The main characters can disappear for chapters—or even books—at a time. Any moment when it seems you might get some resolution regarding one of your favorites, it gets put on hold so that we can meet some new face who will never have their story resolved, either.

The books are also low on action. Fans will point out specific action scenes, but a pound-for-pound comparison of “moments where the characters are facing down a threat” versus “moments where the characters are standing around talking about their tea” reveals the sheer amount of landfill that was put into the series.

And that does not Translate

Visual storytelling needs to be dynamic. Too much standing around, and the interest of the audience is lost. It also cannot have too many characters or plot threads going at once.

This is why Charles Dickens’ novels always need to cut out half the cast when they get turned into movies. Movies don’t let you go back and reread passages explaining who all these hundreds of people were.

The WoT TV show will need not only an overarching conflict and climax, but also a smaller, individualized conflict and climax for every episode. And simply having the trollocs attack every time things get boring will get old fast (and boy, did it ever get old when the books did it).

The first four books had a few climactic moments each. The later books usually only had one (except for Crossroads of Twilight, which had none at all). This is not a sound basis for creating a long-form epic fantasy televised serial drama.

A Failure in the Making

I realize that being a flawed book series is not the same thing as being an unsuccessful TV series. There is an argument to be made there.

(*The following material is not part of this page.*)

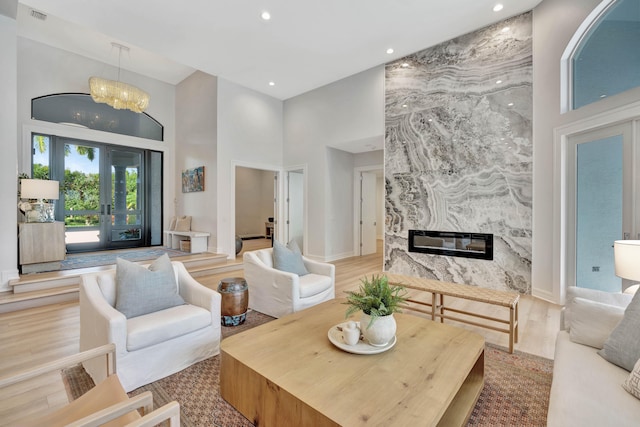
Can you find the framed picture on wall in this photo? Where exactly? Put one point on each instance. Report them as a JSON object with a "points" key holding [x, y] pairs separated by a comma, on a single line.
{"points": [[193, 180]]}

But the fault tolerance of books is not the same as the fault tolerance of a movie or TV show. The flaws in the WoT books were the kinds of flaws that the nature of that medium could mitigate. Those same flaws will not so easily be forgiven when they are translated onto the screen.

(The opposite is also true: certain flaws endemic to TV shows are often hidden by the nature of their medium. When you try to convert the story to a written form, they become unpardonable.)

The only way to bypass this problem completely is to change the show to make it radically different from the books. But that would also be a mistake because the show cannot be successful without the fans of the books, and those fans will be displeased by any significant changes.

There are no winning moves in this game.